The determination of cortisol is used for the recognition and treatment of functional disorders of the adrenal gland.
Cortisol (hydrocortisone) is the most prominent glucocorticosteroid, and it is essential for the maintenance of several body functions. Like other glucocorticosteroids, cortisol is synthesized from the common precursor cholesterol in the zona fasciculata of the cortex of the adrenal gland. For the transport of cortisol in blood, about 90 % of cortisol is bound to corticosteroid binding globulin (CBG) and to albumin. Only a small amount of cortisol circulates unbound in blood and is free to interact with its receptors.
The most important physiological effects of cortisol are the increase of blood glucose levels (enhancement of gluconeogenesis, catabolic action), and its anti‑inflammatory and immunosuppressive action.
Synthesis and secretion of cortisol by the adrenal gland are controlled by a negative feedback mechanism within the hypothalamus-pituitary-adrenal cortex-axis. If the cortisol level is low, corticotropin releasing hormone (CRH) is secreted by the hypothalamus, which causes the pituitary to release adrenocorticotropic hormone (ACTH). This stimulates the synthesis and secretion of cortisol by the adrenal gland. Cortisol itself acts in a negative feedback mechanism on the pituitary gland and the hypothalamus. In addition, stress is followed by increased cortisol secretion.
Serum cortisol concentrations normally show a diurnal variation. Maximum concentrations (700 nmol/L or 25.4 μg/dL) are usually reached early in the morning and then concentrations decline throughout the day to an evening level that is about half of the morning concentration. Therefore, for interpretation of results, it is important to know the collection time of the serum sample.
The cortisol status of a patient is used to diagnose the function or malfunction of the adrenal gland, the pituitary, and the hypothalamus. Thereby cortisol serum concentrations are used for monitoring of several diseases with an overproduction (e.g. Cushing's syndrome) or underproduction (e.g. Addison's disease) of cortisol and for the monitoring of several therapeutic approaches (e.g. dexamethasone suppression therapy in Cushing's syndrome and hormone replacement therapy in Addison's disease).

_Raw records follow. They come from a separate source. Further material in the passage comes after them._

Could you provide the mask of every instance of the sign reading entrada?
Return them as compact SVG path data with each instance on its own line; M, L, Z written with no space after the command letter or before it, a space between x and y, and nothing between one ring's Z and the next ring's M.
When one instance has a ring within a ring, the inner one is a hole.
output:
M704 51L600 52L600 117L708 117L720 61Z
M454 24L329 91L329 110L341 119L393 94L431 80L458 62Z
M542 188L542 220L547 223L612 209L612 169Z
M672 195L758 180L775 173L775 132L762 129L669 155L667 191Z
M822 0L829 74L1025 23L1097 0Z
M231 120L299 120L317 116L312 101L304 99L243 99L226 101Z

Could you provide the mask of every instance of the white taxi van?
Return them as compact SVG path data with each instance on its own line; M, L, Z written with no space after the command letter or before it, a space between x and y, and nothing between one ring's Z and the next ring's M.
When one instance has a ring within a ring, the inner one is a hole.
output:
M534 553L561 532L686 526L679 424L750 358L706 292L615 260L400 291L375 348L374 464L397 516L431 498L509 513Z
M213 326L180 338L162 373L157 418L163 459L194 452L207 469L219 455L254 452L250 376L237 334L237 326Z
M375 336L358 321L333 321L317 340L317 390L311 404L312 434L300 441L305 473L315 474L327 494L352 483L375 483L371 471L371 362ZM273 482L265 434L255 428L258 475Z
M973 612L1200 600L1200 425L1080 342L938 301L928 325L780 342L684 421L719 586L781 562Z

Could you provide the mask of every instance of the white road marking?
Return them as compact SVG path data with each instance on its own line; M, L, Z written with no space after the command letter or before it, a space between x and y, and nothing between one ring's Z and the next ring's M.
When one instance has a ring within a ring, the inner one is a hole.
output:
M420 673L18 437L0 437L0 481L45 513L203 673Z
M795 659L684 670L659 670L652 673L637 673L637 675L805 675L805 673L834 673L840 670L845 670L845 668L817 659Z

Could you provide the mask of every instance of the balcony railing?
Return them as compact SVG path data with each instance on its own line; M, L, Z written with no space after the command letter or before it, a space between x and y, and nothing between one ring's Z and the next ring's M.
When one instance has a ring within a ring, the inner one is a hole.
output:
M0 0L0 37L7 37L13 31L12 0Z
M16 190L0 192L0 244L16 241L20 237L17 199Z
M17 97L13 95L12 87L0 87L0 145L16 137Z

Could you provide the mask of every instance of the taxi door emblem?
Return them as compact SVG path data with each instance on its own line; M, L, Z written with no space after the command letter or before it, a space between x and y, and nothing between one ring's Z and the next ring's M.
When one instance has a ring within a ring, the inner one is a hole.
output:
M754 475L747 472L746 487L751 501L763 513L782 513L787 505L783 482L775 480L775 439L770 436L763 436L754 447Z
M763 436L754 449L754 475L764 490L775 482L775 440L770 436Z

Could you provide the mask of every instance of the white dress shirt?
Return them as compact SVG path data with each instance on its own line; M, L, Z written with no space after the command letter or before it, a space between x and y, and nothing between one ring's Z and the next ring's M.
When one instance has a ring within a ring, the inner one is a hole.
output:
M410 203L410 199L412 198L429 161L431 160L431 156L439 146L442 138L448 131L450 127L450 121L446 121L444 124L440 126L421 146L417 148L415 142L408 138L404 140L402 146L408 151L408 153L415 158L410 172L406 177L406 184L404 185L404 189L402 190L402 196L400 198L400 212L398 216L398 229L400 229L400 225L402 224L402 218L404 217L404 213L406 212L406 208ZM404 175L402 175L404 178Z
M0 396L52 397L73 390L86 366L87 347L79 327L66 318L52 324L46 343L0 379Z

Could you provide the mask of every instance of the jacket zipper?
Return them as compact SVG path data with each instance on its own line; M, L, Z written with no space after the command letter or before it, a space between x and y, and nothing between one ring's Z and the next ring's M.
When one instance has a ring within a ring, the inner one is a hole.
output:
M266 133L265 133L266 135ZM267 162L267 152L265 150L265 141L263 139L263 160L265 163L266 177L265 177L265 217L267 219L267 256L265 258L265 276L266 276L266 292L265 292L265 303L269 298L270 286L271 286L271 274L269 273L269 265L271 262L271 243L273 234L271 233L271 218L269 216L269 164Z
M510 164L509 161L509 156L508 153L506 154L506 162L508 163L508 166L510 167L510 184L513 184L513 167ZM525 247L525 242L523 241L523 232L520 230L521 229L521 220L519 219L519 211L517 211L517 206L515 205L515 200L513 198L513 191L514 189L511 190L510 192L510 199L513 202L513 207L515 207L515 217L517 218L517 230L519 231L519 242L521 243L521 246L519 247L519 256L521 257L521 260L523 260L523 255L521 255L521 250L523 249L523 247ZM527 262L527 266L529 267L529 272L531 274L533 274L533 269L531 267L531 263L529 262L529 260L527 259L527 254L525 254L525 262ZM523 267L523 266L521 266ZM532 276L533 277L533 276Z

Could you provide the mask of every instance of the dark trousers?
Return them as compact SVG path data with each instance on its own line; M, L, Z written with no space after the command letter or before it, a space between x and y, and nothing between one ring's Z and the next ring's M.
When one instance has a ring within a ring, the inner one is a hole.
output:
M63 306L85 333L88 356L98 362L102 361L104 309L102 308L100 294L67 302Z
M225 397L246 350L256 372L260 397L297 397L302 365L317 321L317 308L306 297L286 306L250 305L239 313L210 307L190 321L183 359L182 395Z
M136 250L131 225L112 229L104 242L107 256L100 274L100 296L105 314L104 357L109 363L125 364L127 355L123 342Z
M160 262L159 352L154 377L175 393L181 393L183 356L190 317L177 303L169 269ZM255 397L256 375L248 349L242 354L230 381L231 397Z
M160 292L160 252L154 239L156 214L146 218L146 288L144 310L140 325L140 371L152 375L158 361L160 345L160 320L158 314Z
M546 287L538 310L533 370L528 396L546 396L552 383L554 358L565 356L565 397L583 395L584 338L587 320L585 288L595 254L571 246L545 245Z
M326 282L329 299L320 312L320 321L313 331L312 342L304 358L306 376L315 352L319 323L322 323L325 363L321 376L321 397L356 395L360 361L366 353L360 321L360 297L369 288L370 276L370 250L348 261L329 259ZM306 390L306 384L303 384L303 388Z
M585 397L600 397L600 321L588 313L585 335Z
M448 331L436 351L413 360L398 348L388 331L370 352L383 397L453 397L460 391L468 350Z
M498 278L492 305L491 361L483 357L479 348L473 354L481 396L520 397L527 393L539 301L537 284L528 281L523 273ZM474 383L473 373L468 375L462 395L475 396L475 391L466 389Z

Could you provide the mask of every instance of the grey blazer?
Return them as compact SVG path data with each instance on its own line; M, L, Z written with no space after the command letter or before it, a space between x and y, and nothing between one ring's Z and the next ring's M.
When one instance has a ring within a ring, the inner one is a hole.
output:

The determination of cortisol in 24‑hour urine is the method of choice for the detection of Cushing's syndrome since cortisol excretion in urine is not subject to the diurnal rhythm of cortisol secretion. This allows a more exact differentiation between healthy individuals and patients with Cushing's syndrome. Cortisol which is excreted into urine without alteration is referred to as urinary free cortisol (UFC). Usually there is a direct proportional relationship between urinary free cortisol and the unbound and hence biologically active cortisol in the blood.
Recent studies have demonstrated that several night-time salivary cortisol measurements are superior to the measurement of urinary free cortisol in establishing the diagnosis of Cushing syndrome. Determination of night-time salivary cortisol is particularly helpful in children, psychiatric patients, and subjects where a variety of stress factors might affect the adrenal cortex, causing increased adrenal steroid concentrations.